The Adventures of Augie March Chapter 6 Summary

  • Augie doesn't know what he wants for himself.
  • He's circling around his prospects.
  • Simon and others his age have chosen their directions.
  • Dingbat, Einhorn's brother, tries for a time to give Augie aim in life.
  • At this time, Dingbat is working as the manager for a fighter named Nails.
  • When that doesn't work out, he gets a job in the National Guard and has to deal with a great jailbreak.
  • The stress of this work is too much for him and he gets a match for Nails in Michigan. The two head off there.
  • Einhorn sends Augie to check in on his brother.
  • They take a boat ride on the lake to their destination. It's cheaper than the train but it makes Nails queasy.
  • Nails cleans up at the YMCA and prepares for the match, a fight against a younger man.
  • He loses. The three of them are broke.
  • They hitch rides back toward Chicago.

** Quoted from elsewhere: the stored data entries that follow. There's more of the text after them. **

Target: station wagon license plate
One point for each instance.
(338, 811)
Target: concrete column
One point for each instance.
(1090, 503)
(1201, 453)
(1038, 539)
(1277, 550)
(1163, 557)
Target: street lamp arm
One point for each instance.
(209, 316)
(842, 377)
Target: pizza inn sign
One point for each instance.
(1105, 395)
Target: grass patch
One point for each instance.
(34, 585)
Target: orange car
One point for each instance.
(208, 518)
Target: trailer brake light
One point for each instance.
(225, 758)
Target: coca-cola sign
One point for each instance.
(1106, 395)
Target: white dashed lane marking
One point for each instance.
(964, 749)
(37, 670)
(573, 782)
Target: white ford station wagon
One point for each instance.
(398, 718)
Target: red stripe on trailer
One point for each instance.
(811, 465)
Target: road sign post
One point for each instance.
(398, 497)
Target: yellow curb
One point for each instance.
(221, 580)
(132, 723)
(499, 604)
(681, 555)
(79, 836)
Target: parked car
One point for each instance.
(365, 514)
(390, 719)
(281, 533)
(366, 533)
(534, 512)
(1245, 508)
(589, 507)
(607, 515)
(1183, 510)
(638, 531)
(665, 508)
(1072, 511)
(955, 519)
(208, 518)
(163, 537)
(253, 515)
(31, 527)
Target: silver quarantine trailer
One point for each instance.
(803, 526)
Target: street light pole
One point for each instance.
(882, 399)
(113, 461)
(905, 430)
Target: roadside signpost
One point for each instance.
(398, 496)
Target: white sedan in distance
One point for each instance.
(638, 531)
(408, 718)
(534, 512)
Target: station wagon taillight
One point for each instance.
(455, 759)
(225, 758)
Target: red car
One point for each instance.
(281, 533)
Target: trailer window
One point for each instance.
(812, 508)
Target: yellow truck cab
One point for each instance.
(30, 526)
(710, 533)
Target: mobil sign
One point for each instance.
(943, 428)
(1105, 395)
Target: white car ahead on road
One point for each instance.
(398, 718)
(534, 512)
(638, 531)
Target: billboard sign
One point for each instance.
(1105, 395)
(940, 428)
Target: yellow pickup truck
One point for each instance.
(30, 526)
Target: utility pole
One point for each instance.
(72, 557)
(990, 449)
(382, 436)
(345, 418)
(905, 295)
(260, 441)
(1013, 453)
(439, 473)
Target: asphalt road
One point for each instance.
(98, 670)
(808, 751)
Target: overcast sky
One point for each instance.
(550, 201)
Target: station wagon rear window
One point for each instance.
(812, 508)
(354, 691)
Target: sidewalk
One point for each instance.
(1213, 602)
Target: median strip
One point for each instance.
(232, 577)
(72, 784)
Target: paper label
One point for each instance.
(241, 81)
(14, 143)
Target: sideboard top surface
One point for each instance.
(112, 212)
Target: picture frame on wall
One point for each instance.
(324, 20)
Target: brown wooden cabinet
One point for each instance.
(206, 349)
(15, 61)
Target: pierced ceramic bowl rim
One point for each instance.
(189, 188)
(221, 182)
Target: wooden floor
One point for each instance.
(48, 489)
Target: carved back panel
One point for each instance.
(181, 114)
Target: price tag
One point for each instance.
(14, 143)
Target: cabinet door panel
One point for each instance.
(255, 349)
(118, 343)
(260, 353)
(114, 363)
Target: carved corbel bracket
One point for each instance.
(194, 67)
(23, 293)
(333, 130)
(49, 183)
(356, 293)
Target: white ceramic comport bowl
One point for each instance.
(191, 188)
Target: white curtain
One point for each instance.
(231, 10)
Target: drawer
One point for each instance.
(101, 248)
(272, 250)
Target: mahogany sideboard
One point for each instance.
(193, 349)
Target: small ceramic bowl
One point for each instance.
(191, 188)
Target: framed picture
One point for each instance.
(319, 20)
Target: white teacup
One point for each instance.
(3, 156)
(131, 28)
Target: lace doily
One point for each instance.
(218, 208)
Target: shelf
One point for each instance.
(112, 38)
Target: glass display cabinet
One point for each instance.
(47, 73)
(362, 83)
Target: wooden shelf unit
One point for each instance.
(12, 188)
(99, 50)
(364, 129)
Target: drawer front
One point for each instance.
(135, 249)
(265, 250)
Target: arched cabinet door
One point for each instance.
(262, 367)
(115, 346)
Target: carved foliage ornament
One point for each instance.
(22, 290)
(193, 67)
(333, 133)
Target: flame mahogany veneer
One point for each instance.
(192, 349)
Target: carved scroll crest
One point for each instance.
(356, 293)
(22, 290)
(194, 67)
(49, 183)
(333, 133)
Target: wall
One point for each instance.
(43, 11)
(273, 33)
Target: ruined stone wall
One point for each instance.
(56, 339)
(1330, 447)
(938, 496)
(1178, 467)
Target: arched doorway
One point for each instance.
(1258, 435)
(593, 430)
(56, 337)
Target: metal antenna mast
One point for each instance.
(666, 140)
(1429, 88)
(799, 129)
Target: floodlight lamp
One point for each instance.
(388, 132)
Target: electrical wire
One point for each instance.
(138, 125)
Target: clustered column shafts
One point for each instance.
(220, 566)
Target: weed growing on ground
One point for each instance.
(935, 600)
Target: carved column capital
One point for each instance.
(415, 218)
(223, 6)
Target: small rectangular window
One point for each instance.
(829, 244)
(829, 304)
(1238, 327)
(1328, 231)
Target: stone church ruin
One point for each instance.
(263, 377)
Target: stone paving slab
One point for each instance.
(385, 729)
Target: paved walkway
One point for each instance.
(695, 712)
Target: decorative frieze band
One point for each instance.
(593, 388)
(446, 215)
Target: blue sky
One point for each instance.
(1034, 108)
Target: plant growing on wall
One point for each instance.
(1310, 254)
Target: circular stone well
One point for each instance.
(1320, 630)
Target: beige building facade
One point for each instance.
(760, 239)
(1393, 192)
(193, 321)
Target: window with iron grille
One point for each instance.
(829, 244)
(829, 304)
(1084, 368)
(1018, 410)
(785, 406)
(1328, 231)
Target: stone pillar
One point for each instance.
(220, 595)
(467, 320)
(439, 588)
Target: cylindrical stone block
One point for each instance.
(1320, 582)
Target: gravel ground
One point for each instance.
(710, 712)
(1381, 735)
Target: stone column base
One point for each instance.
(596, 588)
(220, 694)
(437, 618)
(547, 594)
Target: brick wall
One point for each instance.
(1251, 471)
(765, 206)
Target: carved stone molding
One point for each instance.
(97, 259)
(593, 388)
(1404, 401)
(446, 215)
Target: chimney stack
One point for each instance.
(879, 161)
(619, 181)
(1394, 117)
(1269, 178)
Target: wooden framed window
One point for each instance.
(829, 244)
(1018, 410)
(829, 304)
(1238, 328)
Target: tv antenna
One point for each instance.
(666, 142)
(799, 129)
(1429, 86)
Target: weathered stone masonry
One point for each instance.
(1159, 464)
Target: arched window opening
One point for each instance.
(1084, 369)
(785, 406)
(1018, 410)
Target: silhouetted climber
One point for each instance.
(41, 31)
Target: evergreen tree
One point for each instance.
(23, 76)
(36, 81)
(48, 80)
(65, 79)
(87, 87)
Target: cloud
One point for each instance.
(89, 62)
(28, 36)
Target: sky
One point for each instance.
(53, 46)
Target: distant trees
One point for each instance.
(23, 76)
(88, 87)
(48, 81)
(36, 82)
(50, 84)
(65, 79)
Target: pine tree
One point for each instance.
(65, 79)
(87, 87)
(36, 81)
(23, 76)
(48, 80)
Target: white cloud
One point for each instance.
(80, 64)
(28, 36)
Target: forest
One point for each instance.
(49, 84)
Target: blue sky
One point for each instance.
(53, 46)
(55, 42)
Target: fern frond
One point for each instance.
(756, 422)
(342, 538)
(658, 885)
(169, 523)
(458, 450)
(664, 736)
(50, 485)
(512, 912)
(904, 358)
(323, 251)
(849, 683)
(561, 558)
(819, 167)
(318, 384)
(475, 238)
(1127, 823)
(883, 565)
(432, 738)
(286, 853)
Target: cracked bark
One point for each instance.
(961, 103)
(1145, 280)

  • When they return, there's isn't much of a welcome.
  • Einhorn's place had had a fire.
  • The inspector hints at foul play and hints that he'd like to be paid off.
  • Augie suspects that Einhorn deliberately caused the fire as a way to get his wife a new living-room suite.
  • Back at home, Augie takes his mom to visit Georgie. His mom's eyesight is bad and Georgie's now bigger than Augie.
  • Simon tells Augie that Grandma Lausch is nearing the end of her life. He advises that, for their mother's sake, they see to it that Grandma moves out.
  • Simon writes to her son.
  • Grandma Lausch believes she's being rescued by her sons. She's to go to a swanky retirement home, populated mostly by former professors.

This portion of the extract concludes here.